Ocean Vuong enfrenta a crise dos opioides e incomoda a crítica
Notícias
📅 10/11/2025

Ocean Vuong enfrenta a crise dos opioides e incomoda a crítica

Refugiado vietnamita e celebrado pela Time, o autor lança "O imperador da felicidade", aborda vício em opioides, classe e cuidado, e diz que seu sucesso provoca "desconforto".

Carregando anúncio...
Compartilhar:
Ronny Teles

Ronny Teles

Combatente pela democracia

Ocean Vuong, escritor vietnamita e refugiado, volta ao centro do debate com o romance "O imperador da felicidade", em que encara a epidemia de opioides nos EUA e admite que seu sucesso provoca "desconforto" na crítica. Em setembro, aos 37 anos, entrou na lista da Time das cem estrelas em ascensão e foi descrito como "um dos poucos escritores que transcenderam o mundo puramente literário e entraram no reino da celebridade".

Nascido no Vietnã, neto de um soldado americano, Vuong viveu os primeiros anos em um campo de refugiados nas Filipinas antes de imigrar para os Estados Unidos. Foi criado pela avó e pela mãe, manicure que nunca aprendeu inglês.

Na faculdade, em Nova York, ele morou com a avó de seu namorado, Grazina, imigrante lituana com demência.
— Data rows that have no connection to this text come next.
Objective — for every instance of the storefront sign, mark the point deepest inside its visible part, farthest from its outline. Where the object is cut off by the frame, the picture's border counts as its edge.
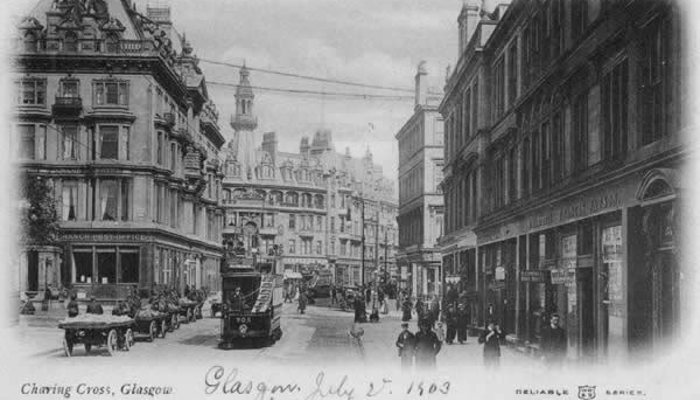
(563, 276)
(536, 275)
(612, 244)
(105, 237)
(575, 209)
(500, 273)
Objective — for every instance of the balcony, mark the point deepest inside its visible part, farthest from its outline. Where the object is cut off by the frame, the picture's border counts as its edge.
(66, 106)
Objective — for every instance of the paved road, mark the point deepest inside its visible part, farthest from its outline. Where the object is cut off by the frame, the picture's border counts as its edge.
(318, 337)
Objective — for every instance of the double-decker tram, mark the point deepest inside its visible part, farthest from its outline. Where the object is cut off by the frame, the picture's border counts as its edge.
(252, 296)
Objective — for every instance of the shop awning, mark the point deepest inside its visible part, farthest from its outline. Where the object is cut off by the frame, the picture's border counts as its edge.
(291, 275)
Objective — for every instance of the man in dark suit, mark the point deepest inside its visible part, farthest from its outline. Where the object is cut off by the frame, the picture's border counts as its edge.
(554, 343)
(427, 346)
(94, 307)
(406, 345)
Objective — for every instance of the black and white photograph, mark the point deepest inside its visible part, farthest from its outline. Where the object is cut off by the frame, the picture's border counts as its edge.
(347, 200)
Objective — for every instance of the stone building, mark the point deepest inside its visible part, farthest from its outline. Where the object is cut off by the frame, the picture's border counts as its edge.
(112, 108)
(421, 209)
(564, 175)
(309, 202)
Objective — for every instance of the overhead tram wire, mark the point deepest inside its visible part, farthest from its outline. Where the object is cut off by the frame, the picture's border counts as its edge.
(308, 77)
(325, 94)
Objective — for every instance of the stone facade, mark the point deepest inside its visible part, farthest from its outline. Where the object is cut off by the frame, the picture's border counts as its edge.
(310, 203)
(420, 198)
(112, 107)
(561, 182)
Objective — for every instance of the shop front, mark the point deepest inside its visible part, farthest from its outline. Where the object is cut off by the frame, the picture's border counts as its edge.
(606, 261)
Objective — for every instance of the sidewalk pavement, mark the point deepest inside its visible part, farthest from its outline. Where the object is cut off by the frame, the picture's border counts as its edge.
(380, 345)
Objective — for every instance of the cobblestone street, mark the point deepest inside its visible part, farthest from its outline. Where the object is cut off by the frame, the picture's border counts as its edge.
(318, 337)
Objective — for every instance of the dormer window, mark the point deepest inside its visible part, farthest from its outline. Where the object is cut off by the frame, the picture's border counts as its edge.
(31, 91)
(111, 93)
(69, 88)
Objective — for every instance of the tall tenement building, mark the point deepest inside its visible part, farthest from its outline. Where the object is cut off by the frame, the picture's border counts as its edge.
(420, 198)
(308, 203)
(563, 151)
(112, 110)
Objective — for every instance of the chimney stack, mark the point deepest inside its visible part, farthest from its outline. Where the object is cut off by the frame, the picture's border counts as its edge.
(467, 21)
(421, 97)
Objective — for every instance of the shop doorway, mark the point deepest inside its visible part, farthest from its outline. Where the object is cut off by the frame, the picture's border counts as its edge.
(32, 270)
(665, 298)
(586, 306)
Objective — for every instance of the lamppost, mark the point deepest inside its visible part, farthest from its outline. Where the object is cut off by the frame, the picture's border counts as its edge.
(360, 199)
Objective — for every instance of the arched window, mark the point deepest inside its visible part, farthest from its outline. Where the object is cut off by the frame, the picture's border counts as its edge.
(70, 42)
(112, 43)
(29, 42)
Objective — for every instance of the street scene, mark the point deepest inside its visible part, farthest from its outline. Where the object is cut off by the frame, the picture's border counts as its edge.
(487, 184)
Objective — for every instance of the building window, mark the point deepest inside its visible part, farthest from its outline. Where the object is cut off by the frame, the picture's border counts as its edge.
(31, 92)
(69, 199)
(615, 112)
(82, 261)
(69, 142)
(111, 93)
(655, 81)
(106, 265)
(129, 260)
(513, 72)
(108, 142)
(27, 141)
(69, 88)
(173, 156)
(579, 17)
(499, 87)
(114, 199)
(580, 133)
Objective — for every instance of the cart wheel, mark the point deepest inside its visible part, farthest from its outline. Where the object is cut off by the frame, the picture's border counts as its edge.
(128, 339)
(112, 342)
(67, 347)
(163, 328)
(152, 331)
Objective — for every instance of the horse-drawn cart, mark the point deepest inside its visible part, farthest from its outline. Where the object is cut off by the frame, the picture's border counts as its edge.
(113, 332)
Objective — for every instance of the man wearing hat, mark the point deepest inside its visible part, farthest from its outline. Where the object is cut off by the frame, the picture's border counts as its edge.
(94, 307)
(427, 346)
(406, 346)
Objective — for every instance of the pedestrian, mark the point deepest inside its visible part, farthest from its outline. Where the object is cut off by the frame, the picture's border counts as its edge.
(451, 320)
(420, 310)
(94, 307)
(440, 331)
(462, 321)
(302, 302)
(407, 307)
(406, 345)
(554, 343)
(490, 338)
(72, 307)
(427, 346)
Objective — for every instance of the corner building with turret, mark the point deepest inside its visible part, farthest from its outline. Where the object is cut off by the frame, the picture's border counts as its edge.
(112, 109)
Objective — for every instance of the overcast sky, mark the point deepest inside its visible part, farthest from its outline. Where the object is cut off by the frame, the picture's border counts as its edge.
(368, 41)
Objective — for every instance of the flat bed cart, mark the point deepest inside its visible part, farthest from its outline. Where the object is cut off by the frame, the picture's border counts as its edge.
(153, 326)
(113, 335)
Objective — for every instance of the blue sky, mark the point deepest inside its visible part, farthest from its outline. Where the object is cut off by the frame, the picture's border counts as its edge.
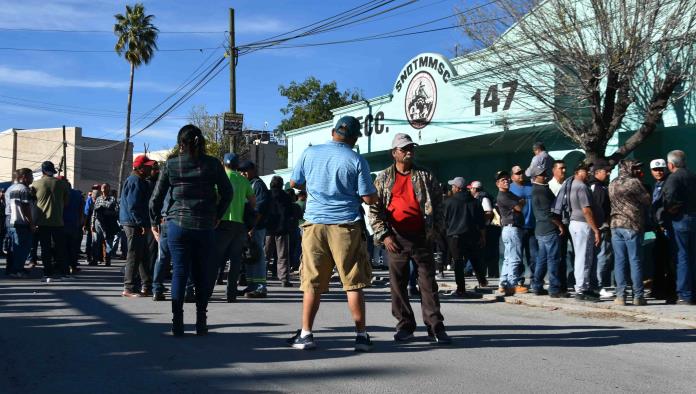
(85, 84)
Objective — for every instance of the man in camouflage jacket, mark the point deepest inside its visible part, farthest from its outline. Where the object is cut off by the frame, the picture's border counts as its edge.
(407, 218)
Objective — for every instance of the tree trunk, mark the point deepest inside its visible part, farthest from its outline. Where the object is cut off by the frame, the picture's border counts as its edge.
(126, 142)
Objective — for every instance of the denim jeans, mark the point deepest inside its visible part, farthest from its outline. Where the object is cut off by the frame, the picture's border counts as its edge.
(192, 254)
(605, 259)
(229, 241)
(548, 259)
(21, 245)
(685, 248)
(164, 260)
(585, 258)
(512, 262)
(627, 244)
(530, 248)
(256, 273)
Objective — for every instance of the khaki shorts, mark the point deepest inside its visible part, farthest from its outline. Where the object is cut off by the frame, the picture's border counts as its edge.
(325, 246)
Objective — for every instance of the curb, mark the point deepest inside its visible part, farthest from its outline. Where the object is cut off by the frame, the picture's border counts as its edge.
(605, 310)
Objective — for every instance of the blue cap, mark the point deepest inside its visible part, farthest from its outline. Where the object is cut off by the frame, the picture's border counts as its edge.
(348, 127)
(231, 160)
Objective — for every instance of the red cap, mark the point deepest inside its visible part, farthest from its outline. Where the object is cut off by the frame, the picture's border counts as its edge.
(142, 161)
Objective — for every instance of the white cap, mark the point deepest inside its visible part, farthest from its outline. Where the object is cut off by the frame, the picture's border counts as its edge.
(658, 163)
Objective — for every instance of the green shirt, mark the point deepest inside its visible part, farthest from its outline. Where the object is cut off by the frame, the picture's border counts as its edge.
(242, 191)
(51, 198)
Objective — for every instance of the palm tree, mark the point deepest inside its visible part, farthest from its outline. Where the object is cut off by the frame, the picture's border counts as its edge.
(137, 42)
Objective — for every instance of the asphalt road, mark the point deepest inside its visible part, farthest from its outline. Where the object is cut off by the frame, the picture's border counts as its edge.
(82, 337)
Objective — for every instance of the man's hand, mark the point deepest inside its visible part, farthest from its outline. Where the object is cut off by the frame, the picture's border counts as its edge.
(391, 245)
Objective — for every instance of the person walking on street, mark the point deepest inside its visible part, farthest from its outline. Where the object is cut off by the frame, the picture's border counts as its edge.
(200, 193)
(466, 234)
(51, 199)
(679, 194)
(135, 220)
(665, 281)
(629, 203)
(585, 235)
(511, 220)
(19, 203)
(337, 180)
(601, 208)
(105, 224)
(257, 273)
(407, 218)
(231, 234)
(548, 231)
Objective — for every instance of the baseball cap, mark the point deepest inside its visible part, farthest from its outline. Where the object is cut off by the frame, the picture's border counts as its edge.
(47, 167)
(458, 182)
(402, 140)
(231, 160)
(142, 161)
(348, 126)
(658, 163)
(246, 165)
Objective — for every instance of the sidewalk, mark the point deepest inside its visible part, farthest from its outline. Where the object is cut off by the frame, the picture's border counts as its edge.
(656, 311)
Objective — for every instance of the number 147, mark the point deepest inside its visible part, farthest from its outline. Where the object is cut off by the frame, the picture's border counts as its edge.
(492, 101)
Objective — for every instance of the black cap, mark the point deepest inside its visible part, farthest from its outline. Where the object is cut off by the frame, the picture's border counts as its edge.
(247, 165)
(47, 167)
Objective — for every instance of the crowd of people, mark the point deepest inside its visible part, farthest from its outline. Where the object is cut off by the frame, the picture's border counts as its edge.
(207, 223)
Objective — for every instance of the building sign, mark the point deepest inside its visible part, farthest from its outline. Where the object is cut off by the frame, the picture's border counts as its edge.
(233, 123)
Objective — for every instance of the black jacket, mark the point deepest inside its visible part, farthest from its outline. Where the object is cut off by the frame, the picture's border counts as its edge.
(463, 214)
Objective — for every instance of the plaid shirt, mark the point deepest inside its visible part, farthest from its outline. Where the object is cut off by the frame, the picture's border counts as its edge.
(194, 203)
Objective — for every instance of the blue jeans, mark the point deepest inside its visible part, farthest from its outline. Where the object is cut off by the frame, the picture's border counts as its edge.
(230, 237)
(548, 259)
(605, 259)
(627, 244)
(685, 248)
(512, 262)
(192, 252)
(256, 273)
(164, 260)
(21, 245)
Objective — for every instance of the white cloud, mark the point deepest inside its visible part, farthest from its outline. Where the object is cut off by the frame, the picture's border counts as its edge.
(28, 77)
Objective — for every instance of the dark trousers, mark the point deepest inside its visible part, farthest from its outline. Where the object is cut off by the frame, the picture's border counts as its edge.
(73, 238)
(463, 248)
(138, 259)
(229, 241)
(417, 249)
(192, 252)
(665, 275)
(52, 240)
(282, 248)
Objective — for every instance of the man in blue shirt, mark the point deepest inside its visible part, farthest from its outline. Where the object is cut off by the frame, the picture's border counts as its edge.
(337, 181)
(523, 189)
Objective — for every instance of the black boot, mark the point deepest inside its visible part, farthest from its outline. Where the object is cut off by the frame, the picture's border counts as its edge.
(201, 322)
(178, 318)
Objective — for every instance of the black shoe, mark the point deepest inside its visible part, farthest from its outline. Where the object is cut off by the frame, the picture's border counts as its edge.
(440, 337)
(403, 336)
(201, 323)
(189, 298)
(158, 297)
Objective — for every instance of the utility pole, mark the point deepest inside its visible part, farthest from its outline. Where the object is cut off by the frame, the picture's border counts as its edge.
(233, 82)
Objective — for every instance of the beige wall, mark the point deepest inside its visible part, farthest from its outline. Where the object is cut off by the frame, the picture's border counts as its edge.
(85, 168)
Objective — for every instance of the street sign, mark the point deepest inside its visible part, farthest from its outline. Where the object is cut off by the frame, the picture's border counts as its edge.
(232, 123)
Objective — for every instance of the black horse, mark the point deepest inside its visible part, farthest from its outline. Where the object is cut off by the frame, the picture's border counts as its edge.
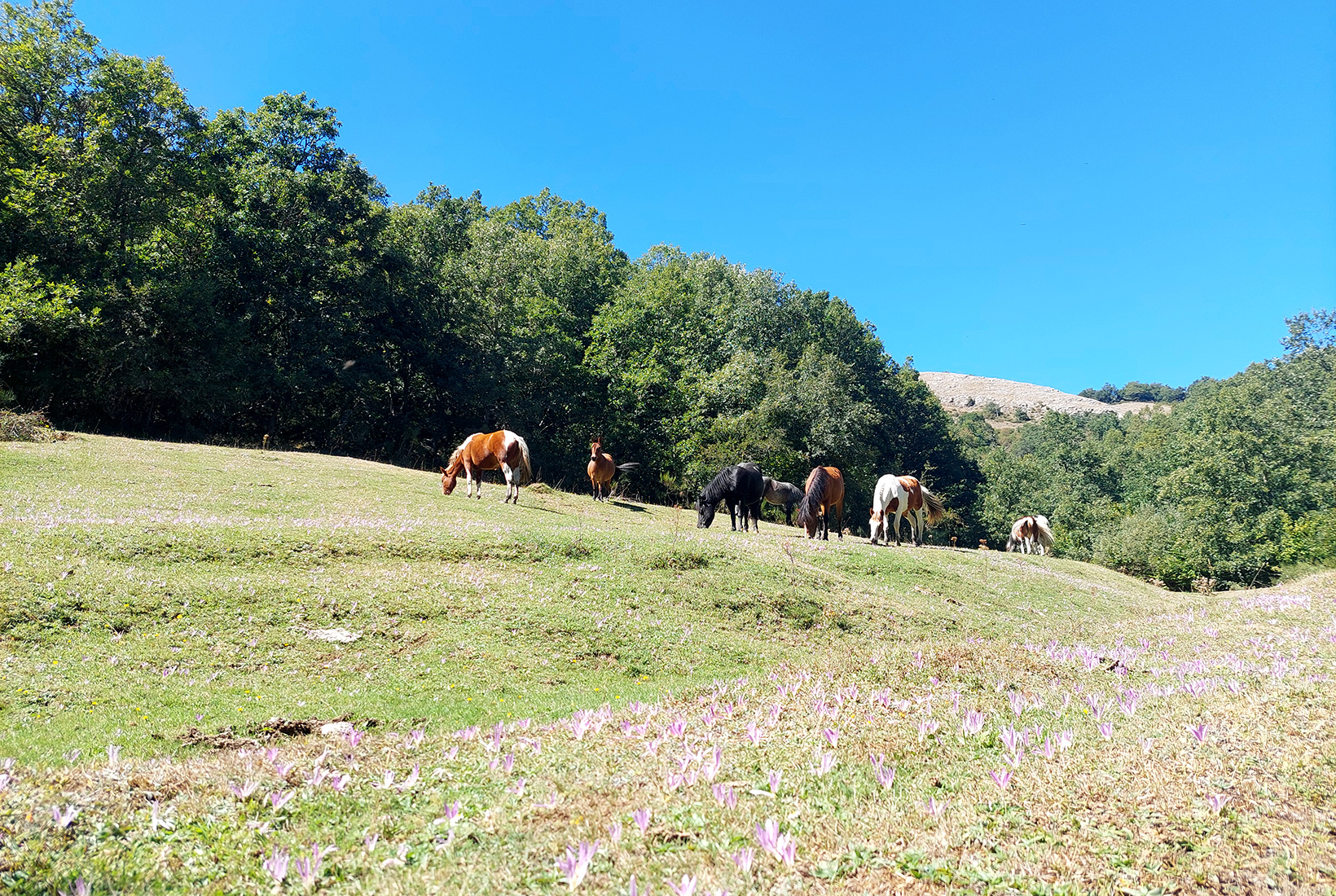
(783, 494)
(742, 486)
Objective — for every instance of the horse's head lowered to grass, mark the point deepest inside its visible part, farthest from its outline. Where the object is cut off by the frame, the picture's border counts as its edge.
(450, 474)
(705, 512)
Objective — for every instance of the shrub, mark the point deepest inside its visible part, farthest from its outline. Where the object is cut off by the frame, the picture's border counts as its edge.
(25, 428)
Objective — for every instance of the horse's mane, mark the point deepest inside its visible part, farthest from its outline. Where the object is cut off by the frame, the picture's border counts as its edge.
(718, 488)
(811, 505)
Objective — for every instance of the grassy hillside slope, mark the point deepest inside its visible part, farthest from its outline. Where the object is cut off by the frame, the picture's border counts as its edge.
(160, 599)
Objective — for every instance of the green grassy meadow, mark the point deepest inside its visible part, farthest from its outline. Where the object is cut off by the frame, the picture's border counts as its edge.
(150, 589)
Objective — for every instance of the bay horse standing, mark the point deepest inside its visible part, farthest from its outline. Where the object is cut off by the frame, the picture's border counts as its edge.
(783, 494)
(1031, 536)
(601, 469)
(898, 496)
(501, 450)
(824, 493)
(742, 486)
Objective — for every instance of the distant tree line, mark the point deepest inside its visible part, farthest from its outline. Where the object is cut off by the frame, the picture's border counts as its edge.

A experiência virou ficção: em "O imperador da felicidade", Grazina impede Hai, jovem viciado em opioides que sonha ser escritor, de se jogar de uma ponte e o acolhe. Ele consegue emprego em um fast-food e se torna cuidador dela.

Vuong ganhou projeção com o livro de poesia "Céu noturno crivado de balas" e, no romance de estreia "Sobre a Terra somos belos por um instante", escreveu uma carta do narrador à mãe analfabeta sobre origem familiar, a crise dos opioides nos EUA e a descoberta da sexualidade. Um crítico já disse que ele ecoa Emily Dickinson ao "dizer toda a verdade, mas obliquamente".

Com a fama, aumentaram as leituras hostis: resenhistas implicam com frases longas e metáforas ousadas e sugerem que sua ascensão se deve à moda de ficções de imigrantes e autores LGBTQA+. Ele relaciona esse incômodo à perda de prestígio das "pautas identitárias".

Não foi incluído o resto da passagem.